This is where the confusion lies. Do I try and try, to make him like me back? Or do I resign and take my place as the friend who will always be, just-a-friend. Am I ready to wave the white flag and surrender to this game, this challenge? Or do I fight to win?
A friend suggested playing 'hard-to-get' but what if one plays so hard-to-get, that the other person just sees them as cold and bitter? Shouldn't I just 'play' me? But something about him.. His gaze.. It's so hard to be me when he's around, I mumble incoherently and babble like a baby just learning its' first words.
What is this? Who am I? I am a calculated, skeptical and independent woman that relish's in the idea of success and achievement.

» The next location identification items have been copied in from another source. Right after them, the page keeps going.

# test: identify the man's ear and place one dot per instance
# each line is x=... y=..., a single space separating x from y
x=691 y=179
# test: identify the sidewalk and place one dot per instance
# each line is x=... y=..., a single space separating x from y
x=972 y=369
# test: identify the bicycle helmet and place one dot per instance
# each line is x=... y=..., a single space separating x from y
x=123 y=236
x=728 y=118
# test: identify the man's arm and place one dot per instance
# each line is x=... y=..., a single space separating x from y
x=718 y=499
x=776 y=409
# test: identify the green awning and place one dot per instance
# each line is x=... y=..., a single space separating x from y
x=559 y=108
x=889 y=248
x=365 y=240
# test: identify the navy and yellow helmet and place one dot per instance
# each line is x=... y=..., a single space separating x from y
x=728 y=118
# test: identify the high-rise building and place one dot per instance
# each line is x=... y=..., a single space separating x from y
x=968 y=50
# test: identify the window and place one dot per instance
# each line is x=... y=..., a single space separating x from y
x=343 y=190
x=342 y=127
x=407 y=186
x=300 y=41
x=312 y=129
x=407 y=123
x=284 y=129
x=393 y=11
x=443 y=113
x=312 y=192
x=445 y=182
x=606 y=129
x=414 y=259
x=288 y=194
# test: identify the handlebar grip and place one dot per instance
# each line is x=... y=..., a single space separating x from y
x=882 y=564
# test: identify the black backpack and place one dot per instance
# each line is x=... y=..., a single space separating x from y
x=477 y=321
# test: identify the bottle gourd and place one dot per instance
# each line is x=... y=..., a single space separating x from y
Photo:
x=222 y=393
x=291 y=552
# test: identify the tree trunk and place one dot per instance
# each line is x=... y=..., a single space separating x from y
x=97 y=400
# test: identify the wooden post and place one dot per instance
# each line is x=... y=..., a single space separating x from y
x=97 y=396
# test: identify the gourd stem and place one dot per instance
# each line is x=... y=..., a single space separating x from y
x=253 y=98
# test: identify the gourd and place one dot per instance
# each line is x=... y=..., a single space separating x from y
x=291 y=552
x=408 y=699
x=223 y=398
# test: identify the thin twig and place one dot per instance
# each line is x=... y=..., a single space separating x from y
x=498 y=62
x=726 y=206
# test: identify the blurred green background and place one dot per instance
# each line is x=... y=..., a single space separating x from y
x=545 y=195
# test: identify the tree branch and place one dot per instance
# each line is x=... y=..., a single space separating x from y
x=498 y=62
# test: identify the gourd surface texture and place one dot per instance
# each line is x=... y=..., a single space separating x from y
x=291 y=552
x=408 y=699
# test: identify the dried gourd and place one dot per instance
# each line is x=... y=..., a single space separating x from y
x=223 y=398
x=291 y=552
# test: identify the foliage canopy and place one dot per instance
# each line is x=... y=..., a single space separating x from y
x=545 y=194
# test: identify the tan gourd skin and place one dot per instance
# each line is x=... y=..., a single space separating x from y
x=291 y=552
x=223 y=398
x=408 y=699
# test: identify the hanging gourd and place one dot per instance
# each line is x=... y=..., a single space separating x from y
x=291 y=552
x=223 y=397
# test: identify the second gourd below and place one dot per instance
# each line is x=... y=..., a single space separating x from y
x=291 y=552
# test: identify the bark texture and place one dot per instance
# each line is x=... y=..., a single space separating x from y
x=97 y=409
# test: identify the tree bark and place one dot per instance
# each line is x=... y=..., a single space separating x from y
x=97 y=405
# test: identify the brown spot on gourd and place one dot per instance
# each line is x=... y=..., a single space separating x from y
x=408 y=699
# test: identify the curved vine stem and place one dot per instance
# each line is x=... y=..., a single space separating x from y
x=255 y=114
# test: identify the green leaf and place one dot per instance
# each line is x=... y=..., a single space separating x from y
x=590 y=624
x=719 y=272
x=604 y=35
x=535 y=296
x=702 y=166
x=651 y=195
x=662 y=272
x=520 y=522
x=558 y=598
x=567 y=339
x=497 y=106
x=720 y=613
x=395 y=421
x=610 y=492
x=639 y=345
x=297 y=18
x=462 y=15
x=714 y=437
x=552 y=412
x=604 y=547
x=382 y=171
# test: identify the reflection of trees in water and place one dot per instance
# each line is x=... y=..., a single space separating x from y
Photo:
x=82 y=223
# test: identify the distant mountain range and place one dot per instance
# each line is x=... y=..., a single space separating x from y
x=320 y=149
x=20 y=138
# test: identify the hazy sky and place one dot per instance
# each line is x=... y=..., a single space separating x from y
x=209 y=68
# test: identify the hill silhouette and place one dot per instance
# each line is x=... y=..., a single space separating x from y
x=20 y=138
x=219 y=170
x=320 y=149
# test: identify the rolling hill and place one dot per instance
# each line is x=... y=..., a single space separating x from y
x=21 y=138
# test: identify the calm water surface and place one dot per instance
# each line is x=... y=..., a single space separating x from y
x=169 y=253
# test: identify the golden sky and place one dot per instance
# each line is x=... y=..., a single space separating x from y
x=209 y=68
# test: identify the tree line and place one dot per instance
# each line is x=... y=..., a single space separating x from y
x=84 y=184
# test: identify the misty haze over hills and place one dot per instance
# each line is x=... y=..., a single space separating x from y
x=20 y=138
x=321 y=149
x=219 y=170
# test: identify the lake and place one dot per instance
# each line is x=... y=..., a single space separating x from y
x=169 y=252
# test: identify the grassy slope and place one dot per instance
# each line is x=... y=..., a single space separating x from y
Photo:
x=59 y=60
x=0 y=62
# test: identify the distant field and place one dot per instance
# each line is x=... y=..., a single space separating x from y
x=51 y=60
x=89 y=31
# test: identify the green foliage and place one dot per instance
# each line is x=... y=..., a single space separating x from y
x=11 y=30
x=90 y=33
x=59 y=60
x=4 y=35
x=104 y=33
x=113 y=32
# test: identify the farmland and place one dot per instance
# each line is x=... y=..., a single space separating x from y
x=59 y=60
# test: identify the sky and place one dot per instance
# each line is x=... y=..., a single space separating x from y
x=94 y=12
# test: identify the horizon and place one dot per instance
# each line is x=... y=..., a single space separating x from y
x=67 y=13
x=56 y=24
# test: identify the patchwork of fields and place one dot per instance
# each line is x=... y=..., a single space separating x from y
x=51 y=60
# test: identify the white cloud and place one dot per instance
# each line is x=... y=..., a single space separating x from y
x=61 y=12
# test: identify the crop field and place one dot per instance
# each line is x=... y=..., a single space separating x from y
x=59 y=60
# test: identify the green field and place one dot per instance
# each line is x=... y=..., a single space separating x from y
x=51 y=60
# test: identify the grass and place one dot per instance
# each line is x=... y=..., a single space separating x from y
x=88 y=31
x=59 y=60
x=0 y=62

I love order. But nothing about how I feel or my confusion is logical. It can't be argued for or against like a case study nor can it be reasoned. If only Einstein came up with an equation for the laws of attraction like that of energy. Attraction=mc². Ahhh that's better. But then I think, how dull would life be, if every problem had a solution or an equation to solve it. One of the beauties of life, is the mysteries it holds... Then again, life would be simpler if he felt the same. Like a checklist, I could tick of one of the problems from my list of daily hassles.
Would I be at my most content if he reciprocated my emotions? Or if these emotions of infatuation, attraction and lust didn't exist? It's not being out of love which is confusing or displeasing but as Romeo quoted 'Out of her favour, where I am in love'.